Since the protocols took effect, the U.S. government has sent between 400 and 500 hundred immigrants to Ciudad Juárez, U.S. Rep. Veronica Escobar, D-El Paso, told reporters last week. Meanwhile, violence has been on the rise in the city, with 25 homicides occurring during Easter weekend and 19 the weekend before, according to local media reports. As of Sunday, more than 450 homicides had been reported in the city this year — roughly four per day.

Meanwhile, the U.S. Department of Homeland Security has responded to the surge in Central American migrants crossing the border by redirecting 750 Customs and Border Protection officers from the ports of entry in El Paso; Laredo; Tucson, Arizona; and San Diego to assist U.S. Border Patrol agents in processing undocumented immigrants.

The reassignments have caused huge delays at international bridges for pedestrian, vehicular and cargo traffic, which have hit some local businesses in the pocket book.

Enrique Valenzuela, director of Ciudad Juárez’s Centro de Atención a Migrantes, a migrant transition facility operated by the Chihuahua state government, said he hopes the citizens of his state don’t start taking out their frustrations on the migrants.

“I am concerned because there is a feeling around locals that the main problem of the border crossings is caused by this [migrant] phenomenon, and that’s inaccurate,” he said, adding that the problem is "some institutional misunderstanding" between the U.S. and Mexican governments.
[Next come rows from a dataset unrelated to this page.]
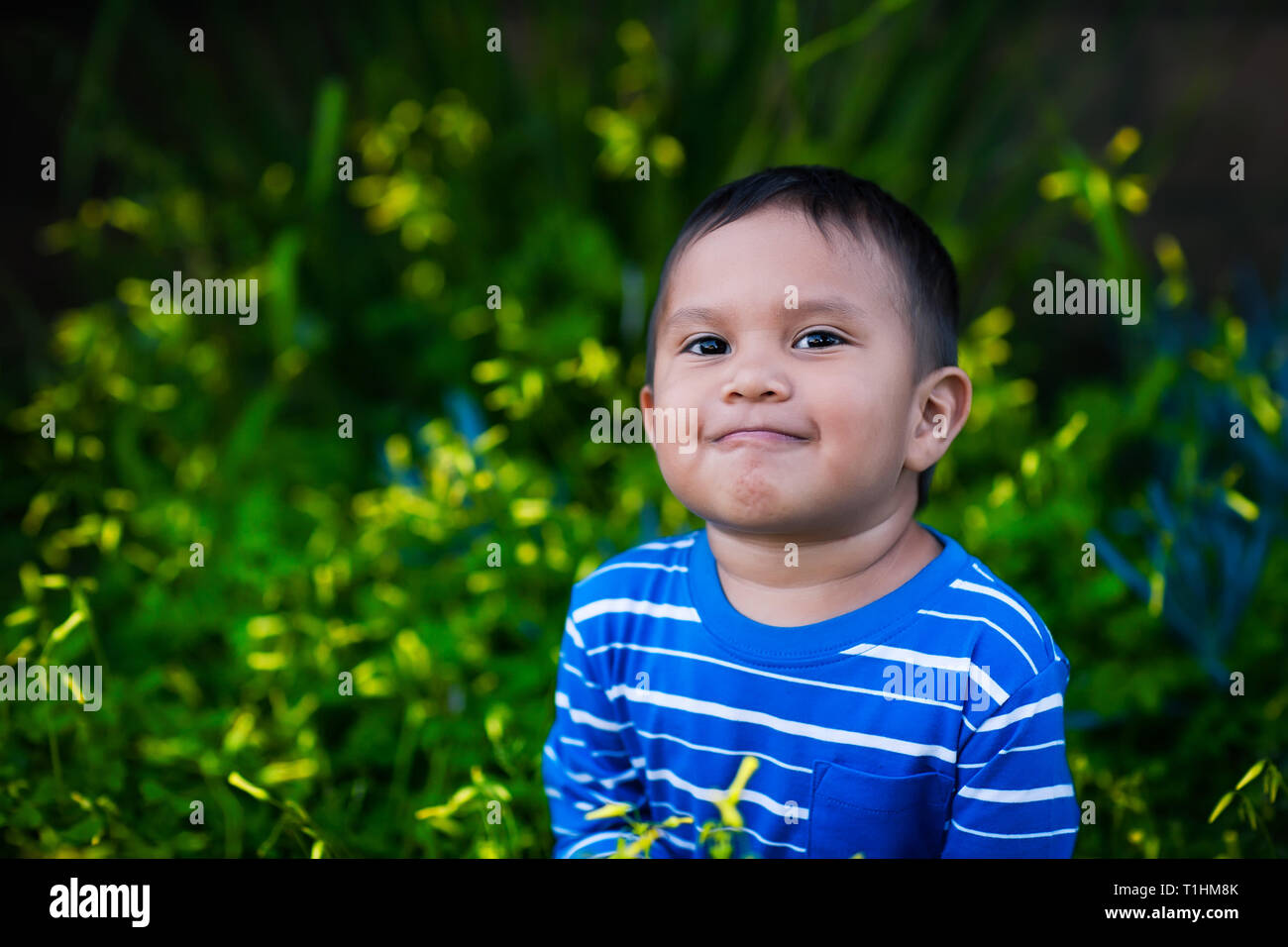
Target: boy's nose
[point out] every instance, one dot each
(756, 380)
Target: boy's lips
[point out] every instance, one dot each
(758, 434)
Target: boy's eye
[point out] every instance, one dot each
(818, 334)
(706, 342)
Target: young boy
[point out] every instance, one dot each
(900, 699)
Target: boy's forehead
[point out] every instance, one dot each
(763, 256)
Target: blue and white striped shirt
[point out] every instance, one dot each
(928, 723)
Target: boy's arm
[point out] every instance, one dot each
(1014, 789)
(585, 764)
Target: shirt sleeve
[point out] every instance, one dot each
(585, 763)
(1014, 792)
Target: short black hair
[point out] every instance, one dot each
(832, 196)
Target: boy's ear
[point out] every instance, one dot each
(944, 401)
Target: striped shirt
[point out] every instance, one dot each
(925, 724)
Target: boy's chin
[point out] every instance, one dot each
(759, 517)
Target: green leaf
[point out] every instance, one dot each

On Tuesday, as he was looking through garbage cans for recyclable cans to trade for some pesos, Roberto Flores said the Mexican government should do more to take care of its citizens, but he stopped short of blaming the migrants for trying to flee their homelands.

“It’s not their fault. It’s [Mexican President] Lopez Obrador for letting them in,” he said. “And it’s Trump.”

Howard Campbell, a professor of anthropology at the University of Texas at El Paso, said he thinks the violence in Juárez will only continue. But it’s a separate issue from the current migrant crisis, he said.

“The violence is rooted in the age-old Juárez problems of unemployment and underemployment, limited social mobility, the U.S. crackdown on immigration of poor laborers, government corruption, the huge illegal drug market in the U.S and in Juarez, and large organized criminal groups,” he said. “The arrival of Central American, Cuban and other migrants is largely a separate issue but further stresses the local government and community, which are starting to lose sympathy for the refugees in part because of xenophobic yellow journalism and social media attacks.”

The social media attacks, Campbell said, began last year in Tijuana when false claims about violence by Central Americans toward Mexican authorities began circulating on internet sites.

For now, Valenzuela, the Chihuahua state official, said it’s his job to make sure the migrants he sees on a daily basis don’t get caught up in local turf battles.

“I think we need to design a better understanding of this phenomenon locally that involves both [Americans and Mexicans],” he said. “I think we still haven’t gotten there. We have to turn this into an opportunity. It’s my job to not let it turn into a crisis.”